Investigating Hydrogen Behavior at a-Si:H/c-Si Interfaces through Electrical Measurement and Chemical Analysis

Amorphous and crystalline silicon interface (a-Si:H/c-Si) plays a crucial role for achieving record-high efficiency silicon heterojunction (SHJ) solar cell for its exceptional electrical passivation quality. Despite its importance, the degradation mechanisms at interfaces remain poorly understood and often associated with hydrogen loss at the interfaces. Determining H kinetics at the interface, however, is challenging due to the conductivity of the a-Si:H. Here, we introduce a capacitance-voltage (C-V) measurement technique operating at cryogenic temperature (77K), minimizing leakage current in a-Si:H diodes to guarantee trap occupancy under bias.

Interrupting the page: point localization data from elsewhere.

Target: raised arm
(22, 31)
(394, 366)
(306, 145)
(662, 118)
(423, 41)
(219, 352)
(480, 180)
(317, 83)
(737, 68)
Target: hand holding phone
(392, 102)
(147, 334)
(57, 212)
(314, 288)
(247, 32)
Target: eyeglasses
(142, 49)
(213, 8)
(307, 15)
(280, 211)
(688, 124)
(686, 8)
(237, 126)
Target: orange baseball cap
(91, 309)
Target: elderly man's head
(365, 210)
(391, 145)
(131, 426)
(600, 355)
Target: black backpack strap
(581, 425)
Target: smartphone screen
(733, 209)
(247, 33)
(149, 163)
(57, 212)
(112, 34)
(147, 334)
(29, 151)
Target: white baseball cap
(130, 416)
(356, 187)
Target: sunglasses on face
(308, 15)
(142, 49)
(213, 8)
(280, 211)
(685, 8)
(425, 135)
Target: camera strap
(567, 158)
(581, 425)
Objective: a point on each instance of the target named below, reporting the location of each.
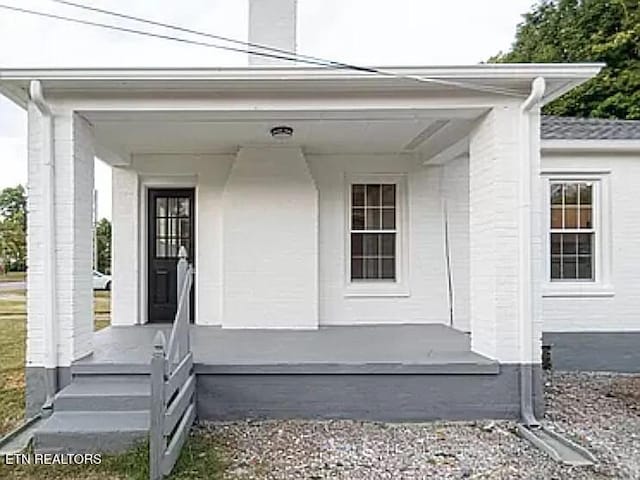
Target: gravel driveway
(600, 411)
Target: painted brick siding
(270, 241)
(125, 245)
(73, 190)
(494, 172)
(619, 309)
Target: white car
(101, 281)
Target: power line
(288, 53)
(178, 28)
(287, 56)
(148, 34)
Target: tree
(13, 228)
(103, 234)
(605, 31)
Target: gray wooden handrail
(173, 408)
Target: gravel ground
(599, 411)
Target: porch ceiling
(130, 133)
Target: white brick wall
(620, 212)
(74, 157)
(494, 165)
(270, 241)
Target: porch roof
(513, 79)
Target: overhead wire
(249, 47)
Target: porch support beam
(68, 240)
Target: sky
(364, 32)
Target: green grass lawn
(13, 277)
(200, 458)
(12, 351)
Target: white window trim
(380, 288)
(601, 285)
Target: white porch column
(126, 291)
(504, 236)
(59, 250)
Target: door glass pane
(357, 195)
(183, 207)
(161, 207)
(172, 205)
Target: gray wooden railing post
(157, 440)
(183, 266)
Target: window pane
(571, 217)
(371, 244)
(556, 243)
(555, 267)
(585, 244)
(556, 217)
(569, 267)
(373, 219)
(356, 268)
(357, 219)
(388, 218)
(373, 196)
(371, 268)
(585, 270)
(357, 195)
(161, 207)
(571, 194)
(356, 244)
(388, 244)
(585, 194)
(585, 217)
(389, 195)
(388, 269)
(569, 244)
(556, 194)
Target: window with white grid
(573, 230)
(373, 219)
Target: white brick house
(394, 257)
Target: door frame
(169, 182)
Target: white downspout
(48, 186)
(526, 309)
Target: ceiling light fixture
(281, 132)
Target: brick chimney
(272, 23)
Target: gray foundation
(36, 386)
(379, 397)
(596, 351)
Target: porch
(363, 349)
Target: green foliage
(103, 235)
(605, 31)
(13, 229)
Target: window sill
(572, 290)
(355, 290)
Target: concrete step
(110, 368)
(100, 394)
(91, 432)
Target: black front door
(171, 225)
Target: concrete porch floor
(402, 348)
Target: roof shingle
(572, 128)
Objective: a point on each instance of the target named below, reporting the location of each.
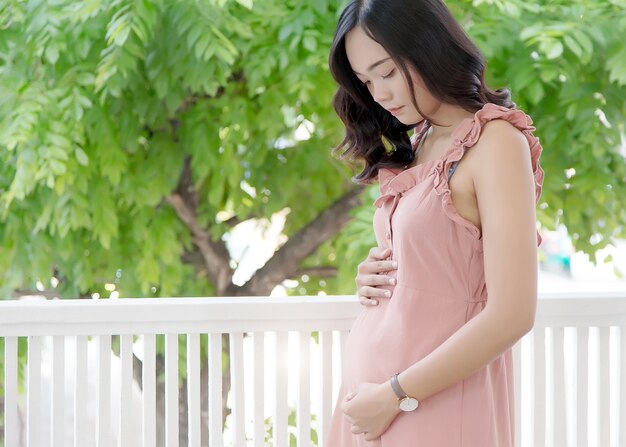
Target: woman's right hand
(371, 274)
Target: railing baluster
(326, 385)
(582, 386)
(215, 390)
(149, 390)
(193, 389)
(103, 413)
(304, 391)
(559, 407)
(539, 385)
(621, 403)
(237, 388)
(57, 416)
(126, 390)
(33, 417)
(11, 422)
(80, 393)
(280, 413)
(258, 369)
(171, 390)
(604, 391)
(517, 389)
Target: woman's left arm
(505, 192)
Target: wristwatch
(406, 402)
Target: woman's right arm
(372, 273)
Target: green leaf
(81, 156)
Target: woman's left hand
(371, 409)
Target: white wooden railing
(570, 370)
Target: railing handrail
(246, 314)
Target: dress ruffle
(394, 182)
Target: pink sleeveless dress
(440, 287)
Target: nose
(380, 93)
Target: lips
(395, 110)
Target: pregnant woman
(452, 284)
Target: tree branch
(284, 264)
(215, 255)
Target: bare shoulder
(501, 143)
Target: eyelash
(391, 73)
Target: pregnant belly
(392, 336)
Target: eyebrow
(376, 64)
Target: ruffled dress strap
(467, 134)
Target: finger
(377, 266)
(375, 280)
(374, 292)
(368, 301)
(379, 253)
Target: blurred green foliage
(102, 101)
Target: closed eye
(391, 73)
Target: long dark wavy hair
(418, 34)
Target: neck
(448, 117)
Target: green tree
(136, 134)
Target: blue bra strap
(452, 169)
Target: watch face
(408, 404)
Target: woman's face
(384, 80)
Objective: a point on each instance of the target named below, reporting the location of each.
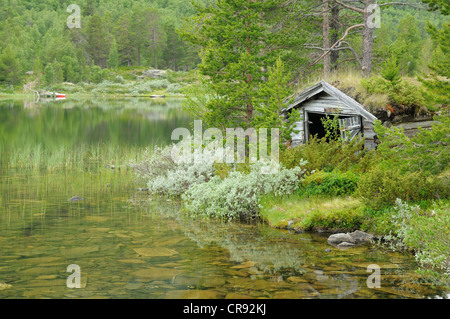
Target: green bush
(337, 220)
(427, 233)
(380, 187)
(335, 183)
(238, 195)
(325, 155)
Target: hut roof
(323, 86)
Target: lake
(124, 244)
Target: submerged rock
(75, 199)
(336, 239)
(4, 286)
(345, 240)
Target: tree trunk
(334, 26)
(326, 39)
(367, 54)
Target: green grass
(87, 157)
(313, 213)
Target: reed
(86, 157)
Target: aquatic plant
(238, 195)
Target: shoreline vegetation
(398, 192)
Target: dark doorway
(315, 124)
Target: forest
(244, 60)
(44, 37)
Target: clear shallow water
(128, 246)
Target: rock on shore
(345, 240)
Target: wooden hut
(323, 99)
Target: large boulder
(350, 239)
(336, 239)
(361, 237)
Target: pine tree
(124, 40)
(113, 58)
(239, 42)
(437, 82)
(49, 74)
(271, 99)
(10, 69)
(97, 41)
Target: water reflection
(137, 121)
(128, 245)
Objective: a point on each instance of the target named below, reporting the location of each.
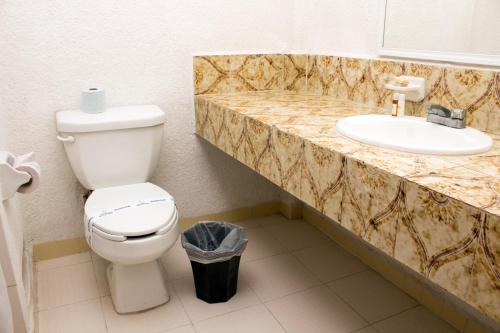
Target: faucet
(438, 114)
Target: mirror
(465, 31)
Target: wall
(15, 262)
(141, 53)
(337, 27)
(463, 26)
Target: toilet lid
(130, 210)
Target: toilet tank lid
(114, 118)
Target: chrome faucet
(452, 118)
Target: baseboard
(458, 314)
(59, 248)
(65, 247)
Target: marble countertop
(472, 179)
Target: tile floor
(292, 279)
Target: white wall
(140, 51)
(337, 27)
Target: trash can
(214, 249)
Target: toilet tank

Additionally, we developed a light-bias-temperature stress system to further facilitate the ion migration through the breakage of metastable Si-H bonds, which can be used to determine hydrgoen ions by monitoring flatband potential shift (V_FB). Preliminary results suggested that under 1-sun illumination and reverse biasing at 80^oC can drive the positively charged ion moving from a-Si:H(i)/c-Si interface toward metal contact in a-Si:H(p)/a-Si:H(i)/c-Si(n) structures. We hypothesize these ions to be positively charged hydrogen, although, further spectrometric analysis, correlated with optical emission spectroscopy, is needed to gain deeper insight into the role of hydrogen for better understand the metastability of the a-Si:H/c-Si interface under illumination.